Por a 30 Novembro 2015 16:12

A portuguesa Tânia Sequeira, campeã nacional de Todo-o-Terreno na categoria T8 em  2014, e em T2 em 2015, ao lado do seu pai e piloto César Sequeira, fez parte do lote de 18 pilotos e navegadoras (nove de cada) selecionadas para a primeira edição do FIA Women in Motorsport and Qatar Motor & Motorcycling Federation Cross Country Rally Project, um curso de formação para jovens pilotos femininas que teve lugar no Qatar, no início deste mês.

O AutoSport aproveitou a presença da navegadora lusa nas 24 Horas de TT de Fronteira para trocar algumas impressões sobre esta sua experiência. Tânia explicou que “a ideia surgiu com a Jutta Kleinschmidt e a Fabrizia Pons. Elas depois falaram com o Nasser Al-Attiyah e penso que foi ele que propôs tudo à FIA. A organização foi feita entre a FIA em colaboração com a federação do Qatar”, começou por explicar.

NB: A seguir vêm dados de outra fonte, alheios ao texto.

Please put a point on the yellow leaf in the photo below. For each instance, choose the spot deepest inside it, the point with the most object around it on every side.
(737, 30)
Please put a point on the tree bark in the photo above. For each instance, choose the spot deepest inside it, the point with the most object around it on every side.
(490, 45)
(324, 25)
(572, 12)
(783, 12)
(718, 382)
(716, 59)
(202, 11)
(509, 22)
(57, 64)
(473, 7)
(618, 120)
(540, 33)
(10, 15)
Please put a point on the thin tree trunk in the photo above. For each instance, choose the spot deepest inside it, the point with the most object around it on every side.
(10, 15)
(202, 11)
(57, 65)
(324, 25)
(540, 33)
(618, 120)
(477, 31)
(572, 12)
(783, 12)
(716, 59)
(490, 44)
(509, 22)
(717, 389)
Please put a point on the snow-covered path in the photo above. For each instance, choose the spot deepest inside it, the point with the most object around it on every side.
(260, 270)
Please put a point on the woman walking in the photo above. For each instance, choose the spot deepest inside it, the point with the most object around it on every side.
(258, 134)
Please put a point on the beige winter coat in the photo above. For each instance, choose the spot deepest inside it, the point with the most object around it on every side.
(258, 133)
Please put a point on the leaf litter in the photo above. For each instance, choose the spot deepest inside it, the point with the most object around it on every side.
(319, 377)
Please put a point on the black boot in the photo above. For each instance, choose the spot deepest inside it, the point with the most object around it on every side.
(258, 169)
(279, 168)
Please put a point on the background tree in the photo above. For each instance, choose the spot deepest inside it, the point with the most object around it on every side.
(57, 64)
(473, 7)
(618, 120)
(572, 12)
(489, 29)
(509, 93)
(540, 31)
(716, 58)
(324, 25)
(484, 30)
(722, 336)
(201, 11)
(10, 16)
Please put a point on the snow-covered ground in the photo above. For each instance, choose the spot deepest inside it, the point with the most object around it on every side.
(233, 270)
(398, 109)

“O critério de seleção foi o currículo, mas mandámos também fotos e vídeos nossos para eles verem. Fomos 18 as selecionadas entre um total de 85 candidatas e ter sido uma das escolhidas foi muito bom, aprendi bastante, e o que fiz lá não tem nada a ver com o que fazemos aqui em Portugal.”

Em relação ao curso, este “teve a duração de quatro dias, de terça a sexta. Nesse período realizámos cinco etapas, as quatro primeiras com cerca de 20 a 30 km, e a última com cerca de 70 km. No total foram cerca de 170 km. Para cada etapa eram sorteadas as duplas de pilotos, mas havia a condição de não se repetir nenhuma dupla, isto para nos obrigar a estarmos sempre com pessoas diferentes. O objetivo era fazermos os percursos no menor tempo e pelo percurso certo, numa competição entre nós, com o road book utilizado a ser semelhante ao do Dakar e o prémio final a ser a participação de dois carros, que o Nasser Al-Attiyah acabou por alargar a três, no Sealine Cross Country Rally de 2016”.

Apesar de não ter sido uma das selecionadas, Tânia Sequeira confessou ter gostado da experiência. “O que mais gostei de fazer foram as etapas em competição, gostei muito, é diferente”, acrescentando que “aqui temos road bock e terratrip, lá era o road book e coordenadas que tínhamos que seguir, o que foi muito difícil, prova disso é que todas nos perdemos, foi um curso muito prático e muito a sério.”

“As pilotos tinham preparação com a Jutta Kleinschmidt, enquanto nós, as navegadores, tínhamos com a Fabrizia Pons, que preparava o road book juntamente connosco. Estivemos também a treinar situações de ‘atascansos’ e trocas de pneus”, recordou.

“Com a experiência que adquiri gostava muito de fazer uma prova no deserto, ver como é um aprova a sério. Por exemplo, o road book que utilizámos, eles disseram-nos que era mais difícil que o do Rali de Marrocos desta ano”, finalizou.